El exilio nos desgarró a todos, sin embargo no desgarró la voluntad y convicción política de mi padre. Habiéndosele cerrado los espacios dentro del país, decidió abrir espacios en el exterior convirtiéndose en un embajador del mensaje de paz del pueblo salvadoreño. Día a día abogó por una solución política negociada al conflicto y no agotó esfuerzos por sentarse en la mesa de negociación con todos los sectores representativos de la sociedad salvadoreña. En su retorno definitivo al país comentó “hemos venido a poner nuestra contribución para lograr los objetivos populares de alcanzar una paz con justicia, una paz con libertad, una paz con democracia y una paz con soberanía nacional”, el mismo discurso que nunca se cansó de repetir.

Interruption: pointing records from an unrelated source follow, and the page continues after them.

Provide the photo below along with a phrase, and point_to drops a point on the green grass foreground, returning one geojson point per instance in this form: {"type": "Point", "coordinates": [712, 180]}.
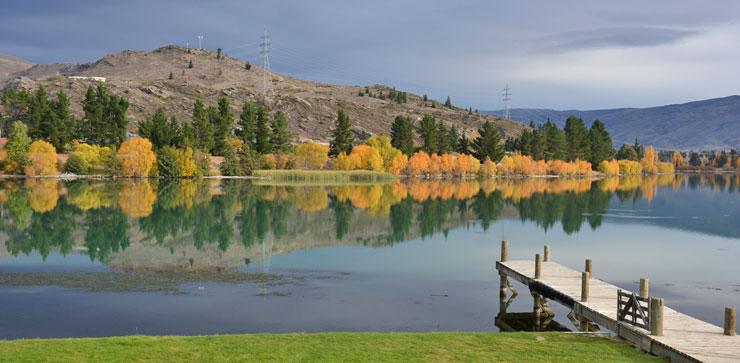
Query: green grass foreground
{"type": "Point", "coordinates": [321, 177]}
{"type": "Point", "coordinates": [329, 347]}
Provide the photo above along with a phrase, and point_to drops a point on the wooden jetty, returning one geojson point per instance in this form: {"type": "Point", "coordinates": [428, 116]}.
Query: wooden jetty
{"type": "Point", "coordinates": [658, 329]}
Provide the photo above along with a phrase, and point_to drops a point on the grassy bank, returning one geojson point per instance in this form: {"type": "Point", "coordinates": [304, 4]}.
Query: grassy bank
{"type": "Point", "coordinates": [322, 177]}
{"type": "Point", "coordinates": [323, 347]}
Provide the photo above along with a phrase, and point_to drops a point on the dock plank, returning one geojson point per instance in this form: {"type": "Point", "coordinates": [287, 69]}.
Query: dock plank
{"type": "Point", "coordinates": [684, 337]}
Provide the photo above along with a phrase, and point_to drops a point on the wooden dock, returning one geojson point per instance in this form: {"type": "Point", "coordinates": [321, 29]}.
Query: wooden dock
{"type": "Point", "coordinates": [683, 339]}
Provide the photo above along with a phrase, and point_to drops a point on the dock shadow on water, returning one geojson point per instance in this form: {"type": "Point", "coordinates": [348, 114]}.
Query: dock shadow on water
{"type": "Point", "coordinates": [101, 258]}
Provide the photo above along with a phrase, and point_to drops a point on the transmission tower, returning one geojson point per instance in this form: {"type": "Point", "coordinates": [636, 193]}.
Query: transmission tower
{"type": "Point", "coordinates": [266, 75]}
{"type": "Point", "coordinates": [507, 98]}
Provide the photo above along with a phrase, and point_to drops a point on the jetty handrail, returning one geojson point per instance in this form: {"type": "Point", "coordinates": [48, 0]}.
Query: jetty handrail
{"type": "Point", "coordinates": [631, 308]}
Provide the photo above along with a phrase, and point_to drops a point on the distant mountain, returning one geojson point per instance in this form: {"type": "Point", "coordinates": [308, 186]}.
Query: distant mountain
{"type": "Point", "coordinates": [162, 78]}
{"type": "Point", "coordinates": [10, 65]}
{"type": "Point", "coordinates": [708, 124]}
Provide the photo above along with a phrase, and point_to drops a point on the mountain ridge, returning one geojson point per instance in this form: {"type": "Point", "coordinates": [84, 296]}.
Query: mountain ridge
{"type": "Point", "coordinates": [163, 78]}
{"type": "Point", "coordinates": [704, 124]}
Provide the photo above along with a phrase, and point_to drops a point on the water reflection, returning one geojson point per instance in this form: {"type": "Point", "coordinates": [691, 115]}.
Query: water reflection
{"type": "Point", "coordinates": [221, 224]}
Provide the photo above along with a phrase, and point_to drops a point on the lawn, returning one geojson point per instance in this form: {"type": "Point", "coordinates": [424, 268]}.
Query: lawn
{"type": "Point", "coordinates": [327, 347]}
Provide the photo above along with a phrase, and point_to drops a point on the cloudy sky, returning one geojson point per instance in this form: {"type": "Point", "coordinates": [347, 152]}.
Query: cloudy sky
{"type": "Point", "coordinates": [579, 54]}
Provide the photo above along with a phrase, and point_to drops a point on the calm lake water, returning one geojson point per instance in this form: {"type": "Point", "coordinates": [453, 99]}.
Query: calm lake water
{"type": "Point", "coordinates": [103, 258]}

Mi padre fue un soñador, un luchador, un real creyente en la participación popular y en el juego democrático; pero también fue un verdadero revolucionario que jamás claudicó a sus más profundas creencias. Logró servir a su patria sin descuidar a su familia; logró mantener la serenidad, el humor y la sonrisa en la época más oscura de nuestro país; cultivó amistades que todavía hoy, a veinte años de su partida, lo quieren y lo recuerdan; enfrentó enemigos políticos que a pesar de los tiempos de polaridad en que vivieron lo respetaron y admiraron. Quizá la prueba más vívida de lo que fue como hombre, padre, esposo, amigo y salvadoreño fue el recibimiento que le dio su patria para brindarle los últimos honores. Allí estuvieron casi todos, diciéndole adiós al revolucionario y al demócrata. Estoy seguro de que hoy, a 20 años de su partida, su recuerdo, su ejemplo y su legado permanecen vivos en el corazón de muchos salvadoreños. Estoy seguro que desde lo más alto sigue cuidando a este Pulgarcito de América para asegurarse que caminemos por el sendero de una paz verdadera, basada en la justicia y en la libertad, y que nunca olvidemos que “no se puede ser demócrata sin ser revolucionario ni se puede ser revolucionario sin ser demócrata”.